Hacker News new | ask | show | jobs
by dixie_land 2744 days ago
that makes sense. though I wonder if for training purposes they can simply remove the user identifier. (like anonymizing them for instance)
1 comments

Nothing in the article suggests they were linked to any kind of user identifier, all we know is that each recording is linked to the transcription alexa made of it (which makes sense, training and log wise).

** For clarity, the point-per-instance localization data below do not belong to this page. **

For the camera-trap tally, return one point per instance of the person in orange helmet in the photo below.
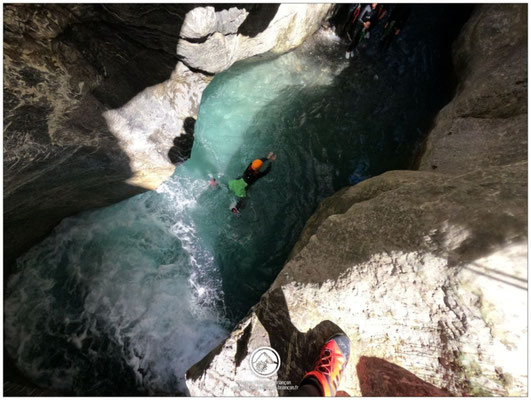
(251, 174)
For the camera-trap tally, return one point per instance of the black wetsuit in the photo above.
(250, 176)
(396, 22)
(366, 15)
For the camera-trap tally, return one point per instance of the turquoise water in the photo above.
(123, 300)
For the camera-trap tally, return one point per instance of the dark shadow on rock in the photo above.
(182, 145)
(106, 54)
(259, 18)
(406, 95)
(298, 351)
(380, 378)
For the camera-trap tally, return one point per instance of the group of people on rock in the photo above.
(359, 19)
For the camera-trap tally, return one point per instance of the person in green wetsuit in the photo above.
(251, 174)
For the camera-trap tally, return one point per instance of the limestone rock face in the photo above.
(223, 44)
(95, 97)
(417, 269)
(486, 122)
(425, 271)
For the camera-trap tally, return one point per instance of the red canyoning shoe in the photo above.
(330, 365)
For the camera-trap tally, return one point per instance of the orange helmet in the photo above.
(257, 164)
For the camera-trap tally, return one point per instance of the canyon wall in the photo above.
(95, 97)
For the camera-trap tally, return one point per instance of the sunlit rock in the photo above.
(289, 26)
(426, 272)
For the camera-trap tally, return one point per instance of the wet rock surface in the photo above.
(95, 97)
(486, 122)
(426, 272)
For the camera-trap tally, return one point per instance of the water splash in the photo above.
(123, 300)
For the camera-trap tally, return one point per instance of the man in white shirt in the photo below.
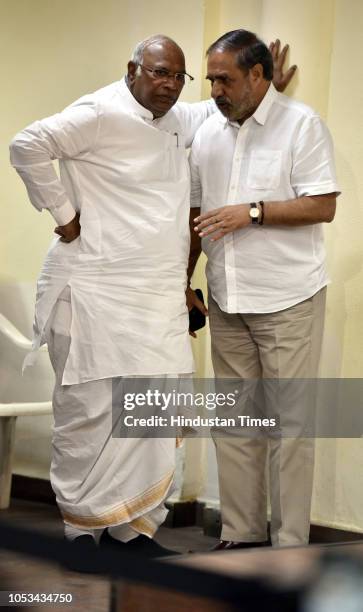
(263, 177)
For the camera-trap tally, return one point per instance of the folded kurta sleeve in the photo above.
(195, 181)
(71, 134)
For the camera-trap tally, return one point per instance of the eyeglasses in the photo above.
(161, 74)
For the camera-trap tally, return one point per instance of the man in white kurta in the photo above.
(111, 301)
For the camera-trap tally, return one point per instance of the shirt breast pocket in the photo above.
(264, 170)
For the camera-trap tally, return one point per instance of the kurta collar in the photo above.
(262, 111)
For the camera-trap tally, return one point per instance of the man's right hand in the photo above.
(70, 231)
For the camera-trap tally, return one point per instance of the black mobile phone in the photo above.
(196, 318)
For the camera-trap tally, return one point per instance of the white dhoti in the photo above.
(101, 481)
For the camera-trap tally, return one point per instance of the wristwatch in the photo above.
(255, 213)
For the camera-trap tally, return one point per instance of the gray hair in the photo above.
(138, 52)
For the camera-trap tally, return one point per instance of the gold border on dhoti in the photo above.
(124, 512)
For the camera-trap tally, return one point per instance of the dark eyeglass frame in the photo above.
(161, 74)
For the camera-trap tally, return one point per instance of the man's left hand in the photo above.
(281, 79)
(221, 221)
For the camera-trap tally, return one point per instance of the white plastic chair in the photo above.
(9, 411)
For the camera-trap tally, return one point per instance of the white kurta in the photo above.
(128, 176)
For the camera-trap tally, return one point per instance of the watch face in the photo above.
(254, 213)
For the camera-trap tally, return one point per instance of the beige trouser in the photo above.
(279, 345)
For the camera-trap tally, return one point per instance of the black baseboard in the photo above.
(181, 514)
(32, 489)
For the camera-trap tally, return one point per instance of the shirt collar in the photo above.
(132, 104)
(261, 112)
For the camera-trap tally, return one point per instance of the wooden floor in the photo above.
(90, 593)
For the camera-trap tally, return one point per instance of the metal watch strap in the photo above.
(262, 216)
(254, 220)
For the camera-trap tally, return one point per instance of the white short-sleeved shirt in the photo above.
(281, 152)
(128, 175)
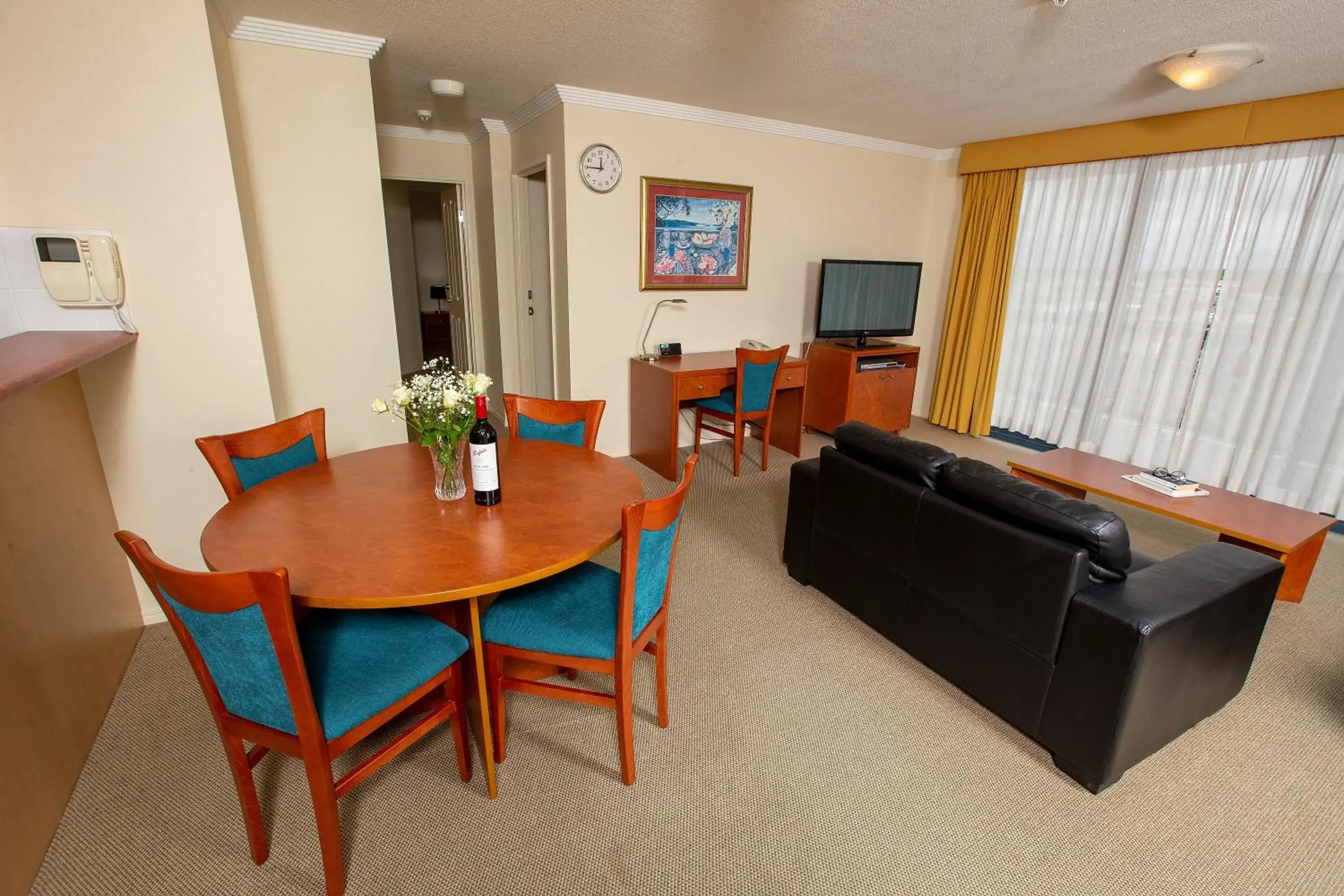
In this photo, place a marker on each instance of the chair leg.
(319, 767)
(660, 657)
(248, 797)
(453, 688)
(625, 720)
(765, 445)
(737, 448)
(495, 683)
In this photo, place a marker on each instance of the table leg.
(487, 745)
(1297, 564)
(787, 432)
(1074, 492)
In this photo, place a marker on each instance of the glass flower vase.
(449, 476)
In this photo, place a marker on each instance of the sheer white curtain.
(1187, 311)
(1072, 236)
(1166, 293)
(1266, 414)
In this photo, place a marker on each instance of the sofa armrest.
(1144, 660)
(804, 481)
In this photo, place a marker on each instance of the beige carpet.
(807, 755)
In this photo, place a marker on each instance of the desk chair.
(594, 618)
(750, 400)
(553, 421)
(246, 460)
(312, 689)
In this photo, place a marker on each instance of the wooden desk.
(1283, 532)
(365, 531)
(659, 389)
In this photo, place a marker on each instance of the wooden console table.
(840, 392)
(1283, 532)
(658, 390)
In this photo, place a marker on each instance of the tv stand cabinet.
(839, 390)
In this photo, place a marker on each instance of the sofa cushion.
(906, 458)
(1072, 520)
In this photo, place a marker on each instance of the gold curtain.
(978, 299)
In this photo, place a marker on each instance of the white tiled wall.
(25, 304)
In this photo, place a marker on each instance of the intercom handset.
(80, 271)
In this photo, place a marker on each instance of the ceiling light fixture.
(1205, 68)
(445, 88)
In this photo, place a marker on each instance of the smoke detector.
(445, 88)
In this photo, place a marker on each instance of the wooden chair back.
(230, 593)
(554, 413)
(656, 524)
(752, 377)
(263, 443)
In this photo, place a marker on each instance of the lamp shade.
(1205, 68)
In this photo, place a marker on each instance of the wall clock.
(600, 168)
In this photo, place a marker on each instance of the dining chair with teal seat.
(245, 460)
(749, 401)
(553, 421)
(310, 689)
(594, 618)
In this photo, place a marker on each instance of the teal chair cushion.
(574, 613)
(359, 661)
(254, 470)
(362, 661)
(566, 433)
(757, 382)
(725, 402)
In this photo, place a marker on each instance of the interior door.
(455, 228)
(539, 287)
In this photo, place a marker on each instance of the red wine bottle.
(486, 462)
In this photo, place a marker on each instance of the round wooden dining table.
(365, 531)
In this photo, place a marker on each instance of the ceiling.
(935, 73)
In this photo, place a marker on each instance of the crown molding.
(486, 127)
(623, 103)
(422, 134)
(534, 108)
(307, 38)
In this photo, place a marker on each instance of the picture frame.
(694, 234)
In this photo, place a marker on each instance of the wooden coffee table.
(1283, 532)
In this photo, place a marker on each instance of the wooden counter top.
(39, 357)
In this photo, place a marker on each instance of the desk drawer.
(702, 386)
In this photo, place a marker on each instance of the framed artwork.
(694, 236)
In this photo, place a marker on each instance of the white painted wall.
(308, 132)
(812, 201)
(148, 159)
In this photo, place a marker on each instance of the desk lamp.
(644, 343)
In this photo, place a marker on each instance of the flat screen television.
(867, 299)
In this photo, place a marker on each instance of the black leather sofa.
(1029, 601)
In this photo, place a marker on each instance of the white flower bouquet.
(440, 405)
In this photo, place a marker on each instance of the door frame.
(523, 271)
(475, 334)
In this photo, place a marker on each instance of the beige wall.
(483, 201)
(69, 618)
(812, 201)
(546, 142)
(307, 127)
(940, 249)
(148, 160)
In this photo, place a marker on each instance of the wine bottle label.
(486, 468)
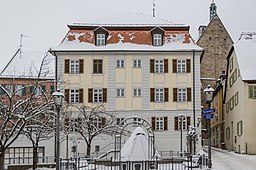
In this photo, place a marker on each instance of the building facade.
(239, 101)
(150, 70)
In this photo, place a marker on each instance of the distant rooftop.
(245, 50)
(28, 64)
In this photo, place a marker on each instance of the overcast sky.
(45, 21)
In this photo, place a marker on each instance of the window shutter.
(23, 92)
(189, 94)
(152, 94)
(188, 65)
(174, 66)
(105, 95)
(250, 92)
(165, 65)
(152, 65)
(188, 121)
(81, 96)
(166, 94)
(67, 95)
(103, 121)
(52, 89)
(176, 123)
(67, 66)
(81, 66)
(175, 94)
(90, 95)
(153, 122)
(31, 89)
(165, 123)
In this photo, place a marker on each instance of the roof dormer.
(100, 36)
(157, 36)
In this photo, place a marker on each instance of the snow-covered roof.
(245, 50)
(131, 33)
(27, 64)
(136, 147)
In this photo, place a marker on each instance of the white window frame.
(157, 39)
(97, 95)
(240, 128)
(119, 120)
(159, 125)
(74, 66)
(18, 89)
(137, 92)
(159, 66)
(120, 63)
(101, 40)
(182, 95)
(120, 92)
(136, 63)
(74, 96)
(184, 123)
(159, 95)
(181, 66)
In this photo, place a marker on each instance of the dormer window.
(157, 36)
(101, 40)
(100, 36)
(157, 39)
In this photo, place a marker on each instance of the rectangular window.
(228, 133)
(240, 128)
(159, 66)
(119, 121)
(136, 63)
(157, 39)
(182, 95)
(19, 90)
(101, 40)
(181, 66)
(137, 92)
(120, 63)
(74, 66)
(74, 96)
(182, 123)
(159, 123)
(97, 66)
(120, 92)
(159, 95)
(97, 95)
(231, 65)
(252, 92)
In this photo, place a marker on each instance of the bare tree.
(90, 123)
(19, 111)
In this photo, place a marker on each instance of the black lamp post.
(58, 101)
(209, 97)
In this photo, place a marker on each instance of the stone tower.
(216, 42)
(213, 10)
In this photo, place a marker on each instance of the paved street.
(226, 160)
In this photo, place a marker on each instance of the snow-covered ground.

The user were easy to identify because if I listen to the last twenty queries you made to alexa between what you ask, what other people say in the background, what you talk about and what noise is in the background that gives me a lot of information; that's exactly how they were able to identify some of the users from their recordings.

> Nothing in the article suggests they were linked to any kind of user identifier

They were able to provide the customer a bundle of his recordings upon request so they must've maintained such a lookup mapping.

Of course that led to the mix up reported here. But I'd argue it's safer if on Amazons side they simply can't fulfill such request themselves due to anonymization.

I suppose that does raise a question of where you draw the line on a company's obligation to anonymize information. Is disassociating a user ID from the data enough? What about data that makes the user identifiable through patterns?

If I say "Alexa, my name is Bob Jones and I have chlamydia," they're not really helping me out by just not associating that audio clip with my username.